Burleigh wasn’t found until 2011, when a Napa County sheriff’s deputy found a bone fragment in a creek near where Kibbe confessed to leaving her body.
“Every day he was getting his McDonald’s fix,” Bertocchini said. “That’s what he wanted. Every day. And we were trying to keep him happy and just as elicit as much information as we possibly could.”
At one point, during those day trips, the detectives took Kibbe to where they found 25-year-old Karen Finch’s body in 1987 — a canal near Sloughhouse in Sacramento County.
Bertocchini believed Finch was one of the victims Kibbe killed but he wouldn’t confess to it.
As they approached the site, Kibbe said, “‘This looks very familiar here. This is familiar. Yeah, this is familiar.’ ” Bertocchini said. “And he even gets a little bit more excited right there close to where we stopped, along a bridge right where her body was found. And then I think he realizes what he said. ‘I don’t know this. I don’t know this area.’ ”
And that was that. Kibbe never admitted to killing Finch, despite her having his telltale scissor cuts on her clothing. Bertocchini has a theory about why. Finch had been stabbed, likely because she fought back.
“He’s told us before that in his mind, strangling, they just sort of go to sleep,” Bertocchini said. “Stabbing is violent.”
Bertocchini noted the irony Wednesday at the announcement that Kibbe had been strangled.
“I wonder if he felt like it was just like going to sleep,” the detective said in a text message.
Was prison killing justice?
Bertocchini believed at least one other case matched Kibbe’s methods — the disappearance of a 15-year-old Stanislaus County girl, but Kibbe would never confess to that either.

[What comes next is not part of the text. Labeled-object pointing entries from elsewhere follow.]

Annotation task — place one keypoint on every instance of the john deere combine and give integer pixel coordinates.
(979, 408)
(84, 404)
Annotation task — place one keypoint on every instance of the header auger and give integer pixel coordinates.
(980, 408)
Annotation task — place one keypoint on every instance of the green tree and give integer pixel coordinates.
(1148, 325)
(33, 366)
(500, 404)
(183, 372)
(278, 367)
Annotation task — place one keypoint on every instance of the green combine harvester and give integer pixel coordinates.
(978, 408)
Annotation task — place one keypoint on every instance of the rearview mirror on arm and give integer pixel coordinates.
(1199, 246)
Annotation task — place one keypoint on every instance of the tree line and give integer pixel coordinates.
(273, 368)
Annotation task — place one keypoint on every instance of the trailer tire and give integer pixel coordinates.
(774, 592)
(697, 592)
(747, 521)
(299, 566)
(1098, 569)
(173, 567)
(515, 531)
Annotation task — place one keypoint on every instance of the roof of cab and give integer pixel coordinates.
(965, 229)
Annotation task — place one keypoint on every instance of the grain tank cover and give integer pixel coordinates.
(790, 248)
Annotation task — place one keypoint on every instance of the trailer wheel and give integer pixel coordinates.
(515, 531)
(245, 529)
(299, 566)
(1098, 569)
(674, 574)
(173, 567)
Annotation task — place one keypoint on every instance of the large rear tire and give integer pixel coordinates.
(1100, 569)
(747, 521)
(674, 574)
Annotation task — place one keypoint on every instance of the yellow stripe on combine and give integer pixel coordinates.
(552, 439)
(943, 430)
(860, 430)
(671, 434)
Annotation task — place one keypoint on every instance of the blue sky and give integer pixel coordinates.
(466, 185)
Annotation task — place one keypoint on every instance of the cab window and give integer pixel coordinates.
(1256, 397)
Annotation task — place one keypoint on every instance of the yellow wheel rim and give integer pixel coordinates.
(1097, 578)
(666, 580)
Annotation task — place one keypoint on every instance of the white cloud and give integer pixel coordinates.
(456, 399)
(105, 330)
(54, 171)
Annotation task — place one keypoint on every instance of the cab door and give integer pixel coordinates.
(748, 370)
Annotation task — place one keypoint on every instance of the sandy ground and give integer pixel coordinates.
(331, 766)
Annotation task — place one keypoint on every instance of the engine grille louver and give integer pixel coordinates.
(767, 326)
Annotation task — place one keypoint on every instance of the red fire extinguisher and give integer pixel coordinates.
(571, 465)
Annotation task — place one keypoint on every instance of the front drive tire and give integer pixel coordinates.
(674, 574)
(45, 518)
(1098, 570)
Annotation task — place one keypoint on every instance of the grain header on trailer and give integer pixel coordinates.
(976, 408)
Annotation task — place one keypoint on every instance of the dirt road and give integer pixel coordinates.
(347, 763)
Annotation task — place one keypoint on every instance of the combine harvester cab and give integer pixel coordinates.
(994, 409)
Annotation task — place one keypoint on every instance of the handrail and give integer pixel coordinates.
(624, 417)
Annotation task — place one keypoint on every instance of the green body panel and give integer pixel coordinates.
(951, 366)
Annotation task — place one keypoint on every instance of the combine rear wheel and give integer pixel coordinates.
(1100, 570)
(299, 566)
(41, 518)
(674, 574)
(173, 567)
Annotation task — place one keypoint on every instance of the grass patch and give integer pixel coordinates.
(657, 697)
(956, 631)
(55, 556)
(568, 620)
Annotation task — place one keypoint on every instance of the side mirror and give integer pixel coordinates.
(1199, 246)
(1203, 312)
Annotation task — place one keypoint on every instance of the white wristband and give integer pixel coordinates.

“He says, “‘Oh no, I wouldn’t do that because I’d be a child molester,’ ” Bertocchini said. “Well, he knows if he goes to prison as a child molester, he’s going to have, you know, problems.”
If Kibbe ever confessed to that crime and others it would bring some measure of peace to the victims’ loved ones, so it meant Bertocchini had to stay on good terms with an unrepentant monster.
Every year, Bertocchini would send Kibbe birthday and Christmas cards with a note that said to give the detective a call if he remembered anything. As a result, Kibbe’s date of birth — May 21, 1939 — is forever seared into Bertocchini’s mind.
“That’s one of the birthdays I, unfortunately, remember,” he said.
He also continued to visit Kibbe from time to time, even after he retired in 2012. The most recent was a visit to Mule Creek prison in late 2019 with Bertocchini’s former partner, Rosenquist.
But in an hour and a half conversation, Kibbe clammed up and didn’t confess to any more murders, though he did tell the detectives he’d think on it.
Then COVID-19 hit and prison visits ended, and then Kibbe was found dead Sunday morning in his cell.
Bertocchini got the news that day. Though disappointed Kibbe won’t be able to name any more of his victims, he called his death “some fitting justice.”
“I don’t wish ill on anyone,” Bertocchini said. “But I hope he remembered every one of his victims while he was being killed.”